Cette évolution culturelle se traduit par des chiffres: la baisse dans la vente totale a commencé il y a 5 trimestres et ne s’est pas démentie depuis. Elle a été de 4,8% pour les desktops et de 3,1% pour les laptops au deuxième trimestre de cette année.

1 japonais sur 2 utilise son téléphone mobile pour envoyer des courriels et surfer sur le web. Mobagay Town, le réseau social qui croît le plus vite en ce moment est conçu pour les téléphones exclusivement.

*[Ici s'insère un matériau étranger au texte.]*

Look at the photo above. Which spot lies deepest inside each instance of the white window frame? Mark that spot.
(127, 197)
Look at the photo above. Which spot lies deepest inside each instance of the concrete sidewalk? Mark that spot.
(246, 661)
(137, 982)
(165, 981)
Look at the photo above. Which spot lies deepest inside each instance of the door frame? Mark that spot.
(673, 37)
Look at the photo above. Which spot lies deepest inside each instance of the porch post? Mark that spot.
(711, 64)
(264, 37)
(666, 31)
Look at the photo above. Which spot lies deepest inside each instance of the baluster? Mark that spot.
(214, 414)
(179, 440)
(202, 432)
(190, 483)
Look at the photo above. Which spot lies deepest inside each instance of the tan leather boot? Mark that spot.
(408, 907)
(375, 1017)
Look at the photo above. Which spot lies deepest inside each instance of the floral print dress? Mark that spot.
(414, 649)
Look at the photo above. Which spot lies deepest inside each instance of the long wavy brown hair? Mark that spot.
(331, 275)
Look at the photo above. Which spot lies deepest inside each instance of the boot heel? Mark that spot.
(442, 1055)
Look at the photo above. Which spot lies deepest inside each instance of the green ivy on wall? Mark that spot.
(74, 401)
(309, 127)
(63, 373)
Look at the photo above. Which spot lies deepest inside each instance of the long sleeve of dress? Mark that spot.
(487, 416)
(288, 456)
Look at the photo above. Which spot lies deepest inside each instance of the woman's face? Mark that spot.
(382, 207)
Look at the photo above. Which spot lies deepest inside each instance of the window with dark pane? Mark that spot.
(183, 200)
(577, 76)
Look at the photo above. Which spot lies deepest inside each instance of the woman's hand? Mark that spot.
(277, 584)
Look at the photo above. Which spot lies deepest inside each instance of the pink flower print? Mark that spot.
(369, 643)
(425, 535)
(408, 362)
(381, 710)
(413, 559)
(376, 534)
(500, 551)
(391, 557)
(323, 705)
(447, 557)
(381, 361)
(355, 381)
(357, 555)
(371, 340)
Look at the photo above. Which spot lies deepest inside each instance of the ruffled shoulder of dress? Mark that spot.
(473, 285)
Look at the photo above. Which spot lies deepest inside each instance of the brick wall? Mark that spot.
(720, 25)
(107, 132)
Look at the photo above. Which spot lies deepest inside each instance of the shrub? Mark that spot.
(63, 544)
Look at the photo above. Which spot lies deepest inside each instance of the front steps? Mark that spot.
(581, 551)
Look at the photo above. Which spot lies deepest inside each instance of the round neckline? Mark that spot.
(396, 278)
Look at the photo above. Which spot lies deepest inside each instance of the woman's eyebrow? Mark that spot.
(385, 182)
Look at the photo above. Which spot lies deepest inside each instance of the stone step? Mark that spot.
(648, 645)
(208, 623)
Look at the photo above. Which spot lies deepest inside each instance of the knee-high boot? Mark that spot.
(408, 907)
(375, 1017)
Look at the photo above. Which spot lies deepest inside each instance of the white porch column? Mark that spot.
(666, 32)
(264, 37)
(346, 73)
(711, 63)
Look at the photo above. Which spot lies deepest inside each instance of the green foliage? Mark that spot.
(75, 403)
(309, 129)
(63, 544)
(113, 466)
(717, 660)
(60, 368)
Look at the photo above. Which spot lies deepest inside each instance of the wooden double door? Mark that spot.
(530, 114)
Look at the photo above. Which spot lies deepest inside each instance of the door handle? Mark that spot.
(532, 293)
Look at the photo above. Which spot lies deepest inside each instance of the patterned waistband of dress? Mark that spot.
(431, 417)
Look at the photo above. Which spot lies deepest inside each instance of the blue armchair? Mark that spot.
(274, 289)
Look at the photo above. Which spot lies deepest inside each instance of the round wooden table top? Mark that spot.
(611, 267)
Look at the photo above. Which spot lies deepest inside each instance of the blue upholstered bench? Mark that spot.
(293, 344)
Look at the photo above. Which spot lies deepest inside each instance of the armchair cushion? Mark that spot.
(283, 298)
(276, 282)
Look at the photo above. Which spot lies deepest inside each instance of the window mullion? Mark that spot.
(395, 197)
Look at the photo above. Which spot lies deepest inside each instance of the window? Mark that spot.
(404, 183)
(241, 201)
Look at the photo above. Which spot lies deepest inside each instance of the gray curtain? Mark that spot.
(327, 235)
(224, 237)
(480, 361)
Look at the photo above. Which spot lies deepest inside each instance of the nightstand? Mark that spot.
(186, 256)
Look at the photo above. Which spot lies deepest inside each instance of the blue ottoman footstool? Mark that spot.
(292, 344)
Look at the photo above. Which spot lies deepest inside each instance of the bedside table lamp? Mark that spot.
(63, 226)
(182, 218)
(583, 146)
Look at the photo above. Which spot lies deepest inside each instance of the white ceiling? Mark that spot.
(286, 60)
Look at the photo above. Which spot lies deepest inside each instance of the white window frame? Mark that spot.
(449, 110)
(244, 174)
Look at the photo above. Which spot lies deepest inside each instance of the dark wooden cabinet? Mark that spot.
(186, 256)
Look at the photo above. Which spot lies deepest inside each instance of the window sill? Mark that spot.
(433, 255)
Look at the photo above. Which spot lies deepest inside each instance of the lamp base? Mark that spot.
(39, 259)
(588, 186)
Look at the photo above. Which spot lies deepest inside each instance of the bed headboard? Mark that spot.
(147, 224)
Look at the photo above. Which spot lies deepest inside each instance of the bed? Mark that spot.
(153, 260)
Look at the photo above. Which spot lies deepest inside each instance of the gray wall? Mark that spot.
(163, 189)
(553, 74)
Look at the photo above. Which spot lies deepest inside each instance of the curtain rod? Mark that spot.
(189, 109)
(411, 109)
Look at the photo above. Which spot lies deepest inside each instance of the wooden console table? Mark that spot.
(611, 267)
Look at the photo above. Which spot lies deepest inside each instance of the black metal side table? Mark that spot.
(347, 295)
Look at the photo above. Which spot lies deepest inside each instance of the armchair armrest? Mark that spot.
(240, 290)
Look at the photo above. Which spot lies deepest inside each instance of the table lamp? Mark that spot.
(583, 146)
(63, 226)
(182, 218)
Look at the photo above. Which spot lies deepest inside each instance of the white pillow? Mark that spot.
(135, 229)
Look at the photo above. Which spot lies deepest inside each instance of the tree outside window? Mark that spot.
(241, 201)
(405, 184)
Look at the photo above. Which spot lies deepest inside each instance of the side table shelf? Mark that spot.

Cela pourrait bien être le premier marché important qui voit une réduction dans la vente des ordinateurs personnels… accompagné d’un intérêt croissant pour d’autres appareils.

Les Japonais semblent être ainsi les premiers à se rendre compte que nous n’avons pas vraiment besoin de processeurs plus puissants et que les disques durs gigantesques ne valent pas nécessairement le prix auquel ils sont vendus. Ajoutons que la puissance des consoles de jeux rivalise maintenant avec celle des ordinateurs.

Le plus important dans tout ça c’est peut-être qu’il s’agit d’un premier pas dans l’ère de la mobilité. J’en suis tellement convaincu qu’au lieu de web 3.0 je me demande si nous n’allons pas passer de web 2.0 à mobilité 2.0, ou pour se libérer de ce passé là… dans mobilité+ (ou m+).